The terms of the preferred shares issued by KREF
KREF has one series of preferred shares available, which were issued in April of last year. The company issued cumulative preferred shares at the normal price of $25 and with a preferred dividend yield of 6.5%. This means these securities are paying $1.625 per year in preferred dividends, in four equal quarterly installations of $0.40625 and the preferred dividend yield will remain unchanged for as long as these securities remain outstanding. KREF.PA can be called by KKR Real Estate Finance Trust from April 2026 on.
At the current share price of $18.60, the preferred shares offer a dividend yield of 8.74%.
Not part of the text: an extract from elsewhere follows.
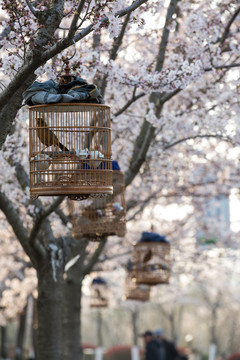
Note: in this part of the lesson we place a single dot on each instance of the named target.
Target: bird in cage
(47, 136)
(147, 257)
(41, 161)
Looking at the income statement of KREF in the second quarter, we see the preferred dividend was still very well covered. Despite recording in excess of $11M in loan loss provisions, KREF generated almost $25M in net income which obviously more than covered the $5.3M in preferred dividend payments. Even if the quarterly loan loss provision would double from here, the preferred dividend would still have a coverage ratio of in excess of 200%.
This brings us to the balance sheet to determine the asset coverage level.
As of the end of June, KREF had about $7.7B on its balance sheet of which $1.68B was equity. There are 13.11M preferred shares outstanding for a total value of just under $328M which means that approximately $1.35B of the equity on the balance sheet ranks junior to the preferred shares. As of the end of June, the asset coverage ratio exceeded 500% and that’s very decent.
This doesn’t mean these preferred shares are riskless. With an excess of $6B in liabilities on the balance sheet and a net debt position of almost $5.9B, KREF’s debt to equity ratio is relatively high. The REIT isn’t too worried as the average LTV ratio of its loans is approximately 67% and although that is relatively high, it means the $7.47B in senior loans on the balance sheet is backed by in excess of $11B in real estate assets .
That sounds great, but we still have to keep in mind that as interest rates move up, the capitalization rate used to value the underlying assets will go up as well. This will result in lower asset values and thus a higher LTV ratio, up to a level that some borrowers may be in default. Seeing how 10% of the loans have an LTV ratio of in excess of 75% isn’t exactly putting my mind at rest. I’m sure KREF’s teams are closely monitoring the developments but it’s not hard to see the valuation of commercial real estate assets being hit in an increasing interest rate environment.
There is also a small silver lining as an increase in the LIBOR & SOFR rates will boost the EPS. An increase of 200 base points will boost the annual income by $0.41 per share. Based on the current share count of 69.25 million shares, KREF would generate an additional $28M in earnings per year which could be used to boost the loan loss provision buffer.
While I usually like to have the most up-to-date financial results before deciding to initiate a long position in a stock or preferred share, I think I will initiate a small (and speculative!) long position in KREF’s preferred shares. Depending on how the Q3 results turn out (and if there’s any particular guidance for the fourth quarter of this year and/or 2023) I may either add to that position or just remain on the sidelines to wait for better visibility before adding to the initial speculative stake.
At this point, I am only focusing on the preferred shares as the distribution on the common units is quite aggressive and loan loss provisions are weighing on the bottom line results.